The United Nations’ so-called interfaith summit is mired in controversy even before it begins Wednesday.
More than 20 world leaders, including President Bush, are expected to convene at U.N. headquarters in New York City for the two-day meeting.
The meeting, a follow-up to an earlier meeting in Madrid, is the brainchild of Saudi King Abdullah, who leads his nation's delegation to the forum.
That is where the controversy begins: Israeli President Shimon Peres is among the leaders.
Speculation has been rampant in the Arab and the Israeli press as to whether the Saudi and the Israeli leaders might meet. It would be a first for both nations.
Riyadh has refused any diplomatic recognition of the Jewish state until the status of Jerusalem is resolved.
That is ironic, because it is a badly hidden secret that members of the same Saudi royal family have sought medical treatment at Israel's Hadassah Hospital in Jerusalem.
Although the Israeli press has examined the issue of future relations between Riyadh and Jerusalem, the Arab press has spent most of its time pointedly asking: "Who invited the Jew?"
Saudi officials, who have said tolerance is a cornerstone of the interfaith dialog planned for the meeting, hastened to explain that the Royal family did not invite anybody.

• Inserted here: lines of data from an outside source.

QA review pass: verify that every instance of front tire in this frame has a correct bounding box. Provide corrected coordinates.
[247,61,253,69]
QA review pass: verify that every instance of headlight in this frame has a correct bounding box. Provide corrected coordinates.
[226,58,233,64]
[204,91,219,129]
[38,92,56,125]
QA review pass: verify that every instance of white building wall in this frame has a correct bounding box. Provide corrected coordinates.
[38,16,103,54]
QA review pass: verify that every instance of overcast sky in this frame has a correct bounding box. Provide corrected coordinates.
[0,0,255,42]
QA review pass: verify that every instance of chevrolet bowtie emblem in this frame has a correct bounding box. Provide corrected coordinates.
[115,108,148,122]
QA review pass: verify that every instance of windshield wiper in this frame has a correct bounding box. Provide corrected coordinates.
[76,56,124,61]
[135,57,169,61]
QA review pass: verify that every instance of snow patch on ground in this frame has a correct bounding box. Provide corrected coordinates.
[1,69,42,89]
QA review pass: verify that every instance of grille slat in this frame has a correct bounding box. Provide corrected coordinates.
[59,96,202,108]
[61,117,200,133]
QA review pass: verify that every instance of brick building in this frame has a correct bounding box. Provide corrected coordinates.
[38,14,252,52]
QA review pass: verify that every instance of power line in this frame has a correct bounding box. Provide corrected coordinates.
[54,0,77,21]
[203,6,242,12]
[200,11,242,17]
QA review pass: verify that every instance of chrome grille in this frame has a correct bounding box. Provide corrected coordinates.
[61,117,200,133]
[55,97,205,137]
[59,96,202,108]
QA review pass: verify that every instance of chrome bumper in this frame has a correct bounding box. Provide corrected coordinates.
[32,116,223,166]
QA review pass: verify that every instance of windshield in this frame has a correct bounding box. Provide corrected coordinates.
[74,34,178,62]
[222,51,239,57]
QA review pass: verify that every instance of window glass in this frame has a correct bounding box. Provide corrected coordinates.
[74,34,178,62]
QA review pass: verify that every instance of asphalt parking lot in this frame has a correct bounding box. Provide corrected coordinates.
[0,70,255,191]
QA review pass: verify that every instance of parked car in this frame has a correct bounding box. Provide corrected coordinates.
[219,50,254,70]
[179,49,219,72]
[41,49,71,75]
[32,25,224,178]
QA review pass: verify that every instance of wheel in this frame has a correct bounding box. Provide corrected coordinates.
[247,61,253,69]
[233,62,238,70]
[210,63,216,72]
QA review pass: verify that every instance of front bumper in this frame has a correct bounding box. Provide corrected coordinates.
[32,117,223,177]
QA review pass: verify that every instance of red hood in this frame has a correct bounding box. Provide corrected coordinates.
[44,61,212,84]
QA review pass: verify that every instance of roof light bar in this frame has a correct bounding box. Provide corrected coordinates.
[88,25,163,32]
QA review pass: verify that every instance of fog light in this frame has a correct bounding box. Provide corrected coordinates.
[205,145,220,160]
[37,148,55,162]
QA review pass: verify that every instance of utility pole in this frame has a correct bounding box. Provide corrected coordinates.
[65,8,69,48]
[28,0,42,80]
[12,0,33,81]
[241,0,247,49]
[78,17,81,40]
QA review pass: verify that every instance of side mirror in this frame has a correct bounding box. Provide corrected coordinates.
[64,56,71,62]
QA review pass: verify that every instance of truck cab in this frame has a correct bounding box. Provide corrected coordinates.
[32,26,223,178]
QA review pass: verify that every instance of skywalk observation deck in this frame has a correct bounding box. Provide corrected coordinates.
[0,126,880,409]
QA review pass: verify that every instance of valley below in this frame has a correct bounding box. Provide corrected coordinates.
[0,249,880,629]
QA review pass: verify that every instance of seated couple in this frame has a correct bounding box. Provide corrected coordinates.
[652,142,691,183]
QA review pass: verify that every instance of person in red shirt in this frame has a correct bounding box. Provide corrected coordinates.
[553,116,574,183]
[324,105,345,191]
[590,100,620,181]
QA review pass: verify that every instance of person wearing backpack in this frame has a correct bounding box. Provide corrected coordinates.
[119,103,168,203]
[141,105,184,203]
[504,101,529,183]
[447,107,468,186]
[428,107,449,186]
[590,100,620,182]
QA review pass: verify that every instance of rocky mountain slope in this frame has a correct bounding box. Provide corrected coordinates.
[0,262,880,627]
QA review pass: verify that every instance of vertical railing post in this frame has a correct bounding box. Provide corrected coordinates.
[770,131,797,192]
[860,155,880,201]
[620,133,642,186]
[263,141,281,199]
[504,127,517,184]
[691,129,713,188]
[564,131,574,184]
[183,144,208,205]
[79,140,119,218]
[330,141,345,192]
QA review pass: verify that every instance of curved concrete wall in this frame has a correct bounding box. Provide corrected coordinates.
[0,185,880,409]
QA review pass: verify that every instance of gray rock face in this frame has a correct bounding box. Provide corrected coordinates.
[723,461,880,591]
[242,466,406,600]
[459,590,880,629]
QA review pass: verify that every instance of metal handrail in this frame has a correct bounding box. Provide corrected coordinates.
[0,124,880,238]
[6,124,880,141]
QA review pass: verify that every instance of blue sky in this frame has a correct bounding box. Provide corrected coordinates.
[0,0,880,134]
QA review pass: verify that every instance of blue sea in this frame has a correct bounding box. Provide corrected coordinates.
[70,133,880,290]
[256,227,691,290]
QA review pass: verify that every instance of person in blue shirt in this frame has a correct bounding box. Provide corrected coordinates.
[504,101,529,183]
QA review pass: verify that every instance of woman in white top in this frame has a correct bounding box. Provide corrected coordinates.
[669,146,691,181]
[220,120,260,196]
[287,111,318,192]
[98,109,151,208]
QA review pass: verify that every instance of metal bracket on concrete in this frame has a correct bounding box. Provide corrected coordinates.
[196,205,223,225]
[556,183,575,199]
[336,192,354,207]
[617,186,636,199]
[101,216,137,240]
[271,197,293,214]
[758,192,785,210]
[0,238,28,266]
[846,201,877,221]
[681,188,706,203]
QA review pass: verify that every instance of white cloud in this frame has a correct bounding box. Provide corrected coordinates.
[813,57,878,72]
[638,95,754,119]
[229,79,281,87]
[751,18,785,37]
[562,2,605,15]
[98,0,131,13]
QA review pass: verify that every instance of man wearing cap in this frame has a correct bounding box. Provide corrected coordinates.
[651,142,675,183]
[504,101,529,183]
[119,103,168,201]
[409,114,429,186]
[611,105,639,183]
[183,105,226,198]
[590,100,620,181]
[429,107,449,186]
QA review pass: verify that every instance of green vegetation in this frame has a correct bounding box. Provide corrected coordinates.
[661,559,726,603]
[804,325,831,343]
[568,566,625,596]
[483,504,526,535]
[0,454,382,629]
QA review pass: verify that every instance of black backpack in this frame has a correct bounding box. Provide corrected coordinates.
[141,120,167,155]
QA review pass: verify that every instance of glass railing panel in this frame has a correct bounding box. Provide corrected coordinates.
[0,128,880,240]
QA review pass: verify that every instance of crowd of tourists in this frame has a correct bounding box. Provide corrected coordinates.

Riyadh's ambassador in Lebanon, Abdul Aziz Koja, told several Arab newspapers, "The president of the General Assembly addressed invitations to all U.N. member states."
He added, "Those who accused Saudi Arabia of inviting Israel should check their facts."
King Abdullah echoed that sentiment.
The Saudi delegation told Newsmax that the king has no intention to meet Peres while in New York.
Israel's U.N. mission had no comment on the issue.
Could Abdullah have a chance encounter with Peres? Possibly.
In 2000, President Clinton had a chance encounter with Cuban President Fidel Castro in a reception line Secretary-General Kofi Annan was hosting during the U.N. Millennium Summit.
Abdullah will meet Bush on Thursday, and although religion might be discussed, the White House and Saudi sources told Newsmax the economic summit in Washington this weekend will take up much of the hour they will spend together.
Another irony to the U.N.’s interfaith summit is that one of the official hosts is General Assembly President Miguel d'Escoto Brockmann. A former Nicaraguan Roman Catholic priest who was born in Los Angeles, d'Escoto is remembered best as Daniel Ortega's fiery foreign minister throughout the 1980s.
Ortega and d'Escoto often locked horns with the Reagan administration.
In 1986, during the U.N. General Assembly, Ortega ranted, "President Reagan should remember Rambo exists only in the movies!"
U.S. Ambassador Vernon Walters protested the comment and left the assembly.
While still a priest, d'Escoto also had disputes with Pope John Paul II over his involvement with the officially atheistic communist movement, including an admonishment from the Vatican.
D'Escoto, who eventually abandoned his collar, is serving a one-year term as assembly president, expiring in September.